Rainy City
right away, I’m driving back up to Bellingham.”
    “You think her aunt knows something?”
    “I know she knows something. I just don’t know if it’ll help us. Or whether she’ll tell me.”
    “I thought the jig was up when Ms. Gunther and I walked in on you.”
    “I got involved in what I was reading.”
    “Was it something weird?”
    “It was private.”
    “About Burton and Melissa?”
    “Yeah. I’ll tell you if you want, but it was private.”
    She thought about it for a few moments. “Maybe I’d better not hear.”
    “Good night, Kathy.”
    “Thomas?”
    “Eh, Pancho?”
    “Do you think he’ll come back? The man in the mask? Do you think he’ll come back?”
    “I have no idea.”
    “He had something to do with Melissa, didn’t he? The burglar?”
    “The way I see it we have three basic possibilities. Either Crowell did it, or orchestrated it. Maybe he doesn’t want us to find Melissa, maybe he’s trying to throw some stumbling blocks into our path.”
    “Why?”
    “Who knows? Maybe Melissa stole something from him, something he doesn’t want anyone else in the world to see. I don’t really have a glimmer.”
    “What are the other two possibilities?”
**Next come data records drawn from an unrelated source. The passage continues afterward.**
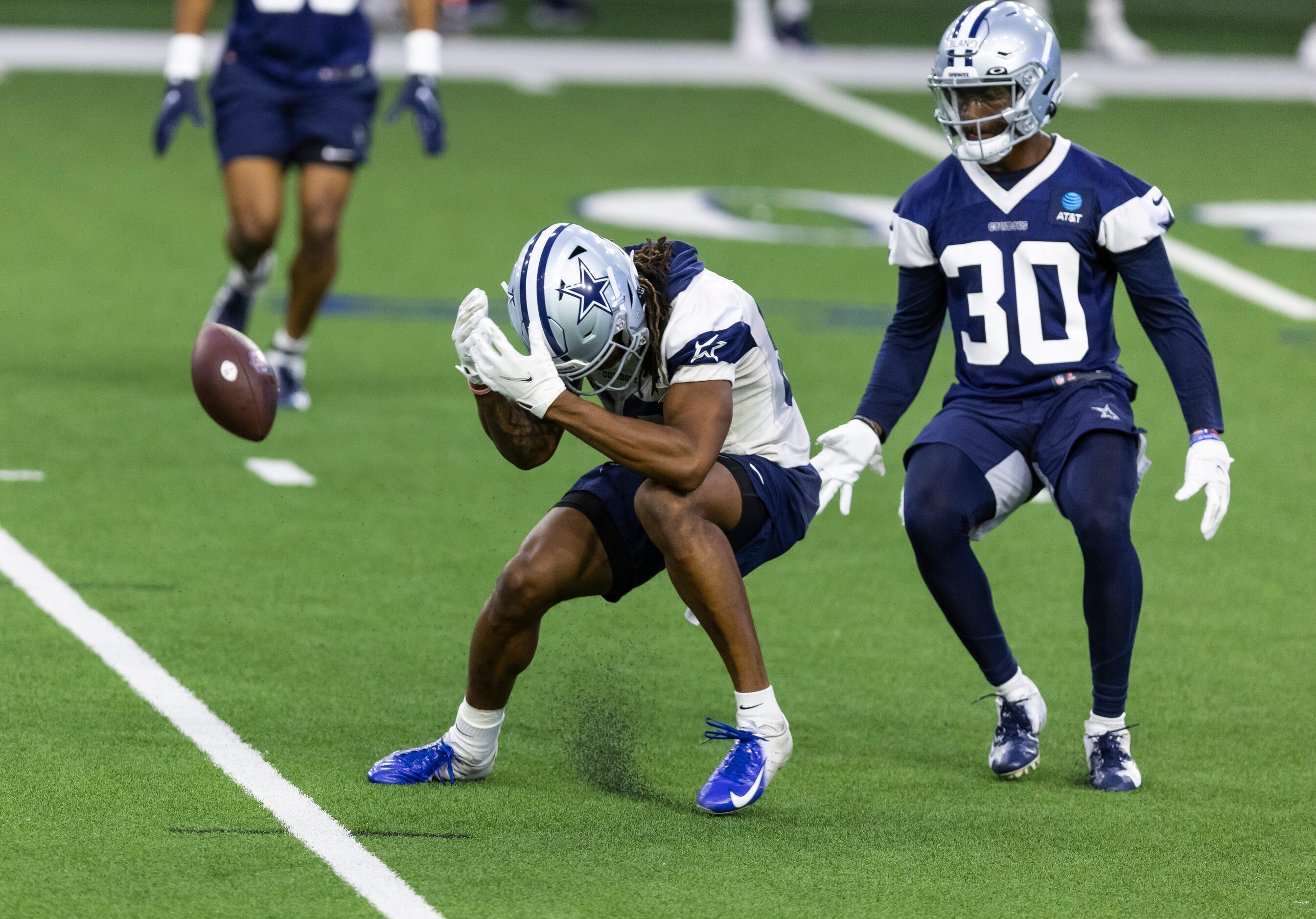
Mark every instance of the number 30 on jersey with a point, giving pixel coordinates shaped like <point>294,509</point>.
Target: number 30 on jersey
<point>328,7</point>
<point>986,303</point>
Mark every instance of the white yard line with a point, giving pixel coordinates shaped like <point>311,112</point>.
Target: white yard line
<point>1229,277</point>
<point>22,476</point>
<point>904,131</point>
<point>322,834</point>
<point>281,472</point>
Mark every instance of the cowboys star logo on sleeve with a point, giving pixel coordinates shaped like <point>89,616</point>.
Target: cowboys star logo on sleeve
<point>707,349</point>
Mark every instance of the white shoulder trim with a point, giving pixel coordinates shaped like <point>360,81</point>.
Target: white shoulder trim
<point>910,245</point>
<point>703,372</point>
<point>1136,223</point>
<point>1009,201</point>
<point>711,303</point>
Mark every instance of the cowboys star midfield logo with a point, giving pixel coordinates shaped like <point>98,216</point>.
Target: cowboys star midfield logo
<point>590,291</point>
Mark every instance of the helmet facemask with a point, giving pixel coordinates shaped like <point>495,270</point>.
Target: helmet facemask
<point>967,136</point>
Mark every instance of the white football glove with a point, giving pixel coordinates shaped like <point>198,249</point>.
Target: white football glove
<point>469,315</point>
<point>531,380</point>
<point>845,452</point>
<point>1208,466</point>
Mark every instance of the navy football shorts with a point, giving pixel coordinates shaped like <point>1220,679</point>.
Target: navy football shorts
<point>256,116</point>
<point>777,506</point>
<point>1022,445</point>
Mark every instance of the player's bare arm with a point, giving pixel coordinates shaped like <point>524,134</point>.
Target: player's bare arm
<point>524,440</point>
<point>423,15</point>
<point>190,16</point>
<point>677,453</point>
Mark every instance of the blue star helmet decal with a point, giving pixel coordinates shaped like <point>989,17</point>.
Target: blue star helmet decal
<point>590,291</point>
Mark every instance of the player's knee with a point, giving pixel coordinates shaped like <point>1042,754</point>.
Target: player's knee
<point>931,519</point>
<point>527,588</point>
<point>319,236</point>
<point>664,512</point>
<point>254,230</point>
<point>1101,526</point>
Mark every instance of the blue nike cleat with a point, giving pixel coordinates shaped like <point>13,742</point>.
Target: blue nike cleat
<point>232,304</point>
<point>1014,747</point>
<point>434,763</point>
<point>290,370</point>
<point>1108,760</point>
<point>742,775</point>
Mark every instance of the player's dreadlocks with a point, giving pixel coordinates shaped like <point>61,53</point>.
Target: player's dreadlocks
<point>653,262</point>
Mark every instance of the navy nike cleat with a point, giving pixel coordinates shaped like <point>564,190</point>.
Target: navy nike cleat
<point>291,372</point>
<point>795,33</point>
<point>232,303</point>
<point>435,763</point>
<point>1014,747</point>
<point>745,772</point>
<point>1108,760</point>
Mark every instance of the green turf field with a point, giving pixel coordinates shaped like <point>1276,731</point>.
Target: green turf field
<point>329,626</point>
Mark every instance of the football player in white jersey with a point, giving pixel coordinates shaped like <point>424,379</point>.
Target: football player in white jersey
<point>710,476</point>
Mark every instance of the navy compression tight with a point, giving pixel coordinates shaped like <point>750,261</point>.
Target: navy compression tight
<point>947,497</point>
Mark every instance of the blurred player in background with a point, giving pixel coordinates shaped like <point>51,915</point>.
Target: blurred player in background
<point>294,89</point>
<point>1108,32</point>
<point>1020,237</point>
<point>710,476</point>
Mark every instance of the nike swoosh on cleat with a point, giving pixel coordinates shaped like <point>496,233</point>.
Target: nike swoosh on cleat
<point>741,800</point>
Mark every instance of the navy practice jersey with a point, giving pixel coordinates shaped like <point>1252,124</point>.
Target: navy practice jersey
<point>302,43</point>
<point>1030,270</point>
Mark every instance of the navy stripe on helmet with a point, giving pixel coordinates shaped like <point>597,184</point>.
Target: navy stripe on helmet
<point>526,272</point>
<point>978,23</point>
<point>960,23</point>
<point>544,307</point>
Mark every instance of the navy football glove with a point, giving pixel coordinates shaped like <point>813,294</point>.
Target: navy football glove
<point>180,103</point>
<point>420,94</point>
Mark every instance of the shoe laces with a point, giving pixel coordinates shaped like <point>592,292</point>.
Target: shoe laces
<point>1014,717</point>
<point>740,763</point>
<point>446,759</point>
<point>1107,747</point>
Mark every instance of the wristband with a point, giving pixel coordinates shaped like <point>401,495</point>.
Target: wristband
<point>877,428</point>
<point>420,50</point>
<point>184,57</point>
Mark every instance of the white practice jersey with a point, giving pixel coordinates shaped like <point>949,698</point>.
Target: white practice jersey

    “Number two: that Holder broke in on his own, without Crowell’s knowledge. I told you before that Holder would do anything for a buck. And there’s a two-thousand-dollar reward for finding Melissa. It could be he just wants to derail the opposition, meaning us, only long enough so he can find her himself.”
    “What’s the third possibility?” Kathy asked.
    “That the burglary has no connection to any of this. That it was a random crime like hundreds of other random crimes across this city every day.”
    “Thomas? Maybe Melissa’s been kidnapped.”
    “I’ve thought of that. That would be a reason her father wouldn’t want us messing around. Maybe he’s trying to scrape together a ransom. Maybe they’ve threatened to kill her if he calls the police. The only trouble with that is, why would he put the ad in the newspaper?”
    Tuesday, we caught Nadisky early, hauled him out of bed and began haranguing him about his daughter. It took him only a minute to acquiesce. Kathy did the talking and this time it looked like it might stick. The story about the spilled milk was what tipped it. Tears slid from his pale blue orbs. He jumped into blue jeans, a flannel shirt and boots and was ready.
    Burton was now more dignified than I had seen him. The mouse under his eye was shrinking and he looked a whole lot better without Holder standing over him slapping his brains out.
    Before we left, I stopped him at the front door and put a hand on his narrow shoulder. “A couple other things, Burton.”
    “Sure, sure, sure,” he said, nervously. He was worried about testifying before a judge. My guess was he didn’t usually fare well in front of authority figures.
    I signaled Kathy to vamoose. It took her a moment to realize what I was saying with my eyebrows, but then she obediently walked into the kitchen.
    “You haven’t heard anything from your wife, have you?”
    Burton knit his wheat-colored brows together into a frown and shook his head. His body was stiff from the cold in the house and from the tension. “No, why? Have you?”
    I shook my head. “She know anyone in Tacoma? Either of you know anyone in Tacoma?”
    “Nobody that I can think of right off the bat. We haven’t been down in a coon’s age. Two years, maybe. I went to the writers’ conference there.”
    “How about an old boyfriend? Melissa have any old boyfriends?”
    “I didn’t feel I had the right to question her about ex-beaux.”
    It was a pretty good bet Burton was the only one on the block who used the word beaux.
    “What about the name Romano? That mean anything to you?”
    Burton combed his fingers through his shock of blond hair and shook his head. I could tell by the blank television-eyes, he was telling the truth. “What’s in Tacoma?” he asked.